Figure 7

wanderer is a nonsense allele of the cortical transcription factor Emx2. (A) The wanderer mutation was mapped to the distal end of chromosome 19 in a region containing the Emx2 gene. Sequencing revealed a T-to-A change (red asterisk) in the first coding exon of Emx2 in wanderer mutants.
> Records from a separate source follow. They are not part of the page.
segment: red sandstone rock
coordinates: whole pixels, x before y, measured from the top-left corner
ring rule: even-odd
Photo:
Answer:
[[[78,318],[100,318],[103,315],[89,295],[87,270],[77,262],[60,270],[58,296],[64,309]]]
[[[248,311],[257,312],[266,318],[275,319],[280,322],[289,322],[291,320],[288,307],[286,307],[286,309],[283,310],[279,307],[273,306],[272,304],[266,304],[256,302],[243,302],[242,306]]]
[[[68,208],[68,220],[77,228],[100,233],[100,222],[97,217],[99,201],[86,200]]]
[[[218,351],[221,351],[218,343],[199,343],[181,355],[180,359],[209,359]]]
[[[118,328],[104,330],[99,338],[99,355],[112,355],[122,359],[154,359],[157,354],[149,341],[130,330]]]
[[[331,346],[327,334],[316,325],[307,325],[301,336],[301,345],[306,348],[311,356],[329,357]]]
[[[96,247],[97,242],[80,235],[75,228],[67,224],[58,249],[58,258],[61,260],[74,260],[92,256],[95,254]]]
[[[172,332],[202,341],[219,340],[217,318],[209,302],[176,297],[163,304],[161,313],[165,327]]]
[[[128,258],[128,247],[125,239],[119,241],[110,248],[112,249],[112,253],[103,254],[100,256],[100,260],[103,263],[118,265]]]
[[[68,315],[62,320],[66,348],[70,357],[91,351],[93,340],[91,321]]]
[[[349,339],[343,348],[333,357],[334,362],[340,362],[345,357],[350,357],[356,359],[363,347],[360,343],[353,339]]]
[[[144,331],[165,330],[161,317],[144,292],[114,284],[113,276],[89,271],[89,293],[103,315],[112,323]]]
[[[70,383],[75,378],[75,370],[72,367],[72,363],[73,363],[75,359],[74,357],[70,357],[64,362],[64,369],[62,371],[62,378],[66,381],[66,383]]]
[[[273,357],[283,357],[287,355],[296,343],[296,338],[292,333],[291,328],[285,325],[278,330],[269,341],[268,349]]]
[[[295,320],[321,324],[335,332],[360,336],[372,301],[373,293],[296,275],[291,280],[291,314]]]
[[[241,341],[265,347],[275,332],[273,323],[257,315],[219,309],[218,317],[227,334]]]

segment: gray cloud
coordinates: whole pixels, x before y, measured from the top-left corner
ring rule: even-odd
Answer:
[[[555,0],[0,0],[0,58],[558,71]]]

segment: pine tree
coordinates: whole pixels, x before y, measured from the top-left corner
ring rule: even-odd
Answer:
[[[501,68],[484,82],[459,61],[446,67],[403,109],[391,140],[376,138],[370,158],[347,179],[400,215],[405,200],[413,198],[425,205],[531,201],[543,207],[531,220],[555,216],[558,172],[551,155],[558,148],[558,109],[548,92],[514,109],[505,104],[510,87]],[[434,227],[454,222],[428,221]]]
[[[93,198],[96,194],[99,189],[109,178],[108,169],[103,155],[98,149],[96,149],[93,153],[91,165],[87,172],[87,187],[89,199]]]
This mutation (underlined TAT to TAA in chromatogram) is predicted to create an in-frame premature termination codon after 129 residues. (B) The wanderer allele fails to complement a knockout allele of Emx2. A wan/ko trans-heterozygote E18.5 brain displayed both the stereotypically shaped small forebrain and the aberrant TCA fascicles (red arrows) on the ventral surface of the forebrain, seen here with the TCA-TLZ transgene. Open arrowhead indicates normal optic tract. (C-E) DiI or DiA crystals placed in dorsal thalamus of a wild-type E18.5 brain (C) labeled only the optic tract (open arrowhead at optic chiasm) on the ventral surface of the forebrain. However, in an Emx2 homozygous knockout brain (D) or a wanderer homozygous mutant brain (E), the dye labels aberrant TCA fascicles growing on the ventral surface (white arrows), as well as the normal optic tract (open arrowhead). Mutant brain in (D) is slightly tilted back relative to brain in (C).